The spokesman, Shimon Cohen, said that in Britain an animal must be restrained for 30 seconds to bleed, and no second cut is allowed. Done correctly, he said, a shochet's cut must produce instantaneous unconsciousness, so Agriprocessors' meat could not be considered kosher.

Asked how prominent authorities could disagree over such a fundamental issue, he replied: "Well, we don't have a pope. You do find rabbis who interpret things in different ways."

Dr. Temple Grandin, a veterinarian at Colorado State University who designs humane slaughter plants, viewed the tape last week without knowing the location. She called it "an atrocious abomination, nothing like I've seen in 30 kosher plants I've visited here and in England, France, Ireland and Canada."

She said the throat-tearing violated federal anti-cruelty law. "Nothing in the Humane Slaughter Act says you can start dismembering an animal while it's still conscious," she said.

A spokesman for the Department of Agriculture, which also certifies the plant, said it had not received the tapes yet and had no comment.

Rabbi Kohn, of Agriprocessors, said the throat-tearing was done only to speed bleeding. Recent Federal rules for slaughterhouse inspectors do recognize "the ritual cut and any additional cut to facilitate bleeding" as different from skinning or butchering, which is forbidden "until the animal is insensible."

The plant is at the center of a 2000 book, "Postville: A Clash of Cultures in Heartland America," by Stephen G. Bloom, which described the tensions in the tiny farming town between residents and Hasidic Jews from Brooklyn who took over its defunct slaughterhouse in 1987.

People for the Ethical Treatment of Animals, known as PETA, posted the tapes at GoVeg.com today and demanded that the plant be prosecuted for animal cruelty and decertified by kosher authorities.
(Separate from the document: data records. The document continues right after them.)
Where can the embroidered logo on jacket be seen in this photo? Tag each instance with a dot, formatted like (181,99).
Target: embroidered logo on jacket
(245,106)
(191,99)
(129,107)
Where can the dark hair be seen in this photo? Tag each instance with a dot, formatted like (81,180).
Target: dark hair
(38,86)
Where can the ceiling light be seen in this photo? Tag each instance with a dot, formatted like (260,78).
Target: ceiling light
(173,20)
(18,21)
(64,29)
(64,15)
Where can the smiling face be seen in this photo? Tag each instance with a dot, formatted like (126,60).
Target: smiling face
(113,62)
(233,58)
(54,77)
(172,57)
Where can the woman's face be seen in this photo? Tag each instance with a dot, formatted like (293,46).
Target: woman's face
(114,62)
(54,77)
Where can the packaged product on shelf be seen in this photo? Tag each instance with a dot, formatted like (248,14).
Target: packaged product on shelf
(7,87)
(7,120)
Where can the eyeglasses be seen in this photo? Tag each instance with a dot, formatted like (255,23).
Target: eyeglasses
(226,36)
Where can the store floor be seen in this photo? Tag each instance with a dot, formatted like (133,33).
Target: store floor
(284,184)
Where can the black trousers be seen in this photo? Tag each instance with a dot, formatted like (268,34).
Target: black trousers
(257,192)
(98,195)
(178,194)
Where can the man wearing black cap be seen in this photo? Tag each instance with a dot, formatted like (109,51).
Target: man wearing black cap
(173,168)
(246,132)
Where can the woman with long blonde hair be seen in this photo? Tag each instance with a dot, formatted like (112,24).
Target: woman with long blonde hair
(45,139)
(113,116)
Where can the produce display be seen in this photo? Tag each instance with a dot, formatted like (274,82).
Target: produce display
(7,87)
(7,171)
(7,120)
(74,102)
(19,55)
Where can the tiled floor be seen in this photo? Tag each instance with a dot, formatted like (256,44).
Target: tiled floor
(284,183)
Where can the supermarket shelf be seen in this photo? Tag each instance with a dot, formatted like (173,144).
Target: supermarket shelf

While the group advocates vegetarianism, it accepts that shechita can be relatively painless, said Bruce Friedrich, a spokesman.

Mr. Friedrich said that after two fruitless years of pressing Agriprocessors to improve conditions, PETA sent a volunteer to the plant with a hidden camera for seven weeks last summer.

The cameraman, who spoke on condition of anonymity, said he had no trouble being hired (he was assigned to the sausage department) or filming during his lunch hours and on days he called in sick.

"I'm glad I did it," said the young man, who became a vegetarian and volunteered for undercover work two years ago after seeing a PETA videotape. "I wish people who eat meat could stand where I did and see the things I saw."

Meat from the Agriprocessors plant can end up in any market or restaurant. Because Jewish law requires that the sciatic nerves and certain fats be cut out, which tears up the meat until it can only be sold as hamburger, the hindquarters of virtually all kosher-killed steers are sold as conventional meat.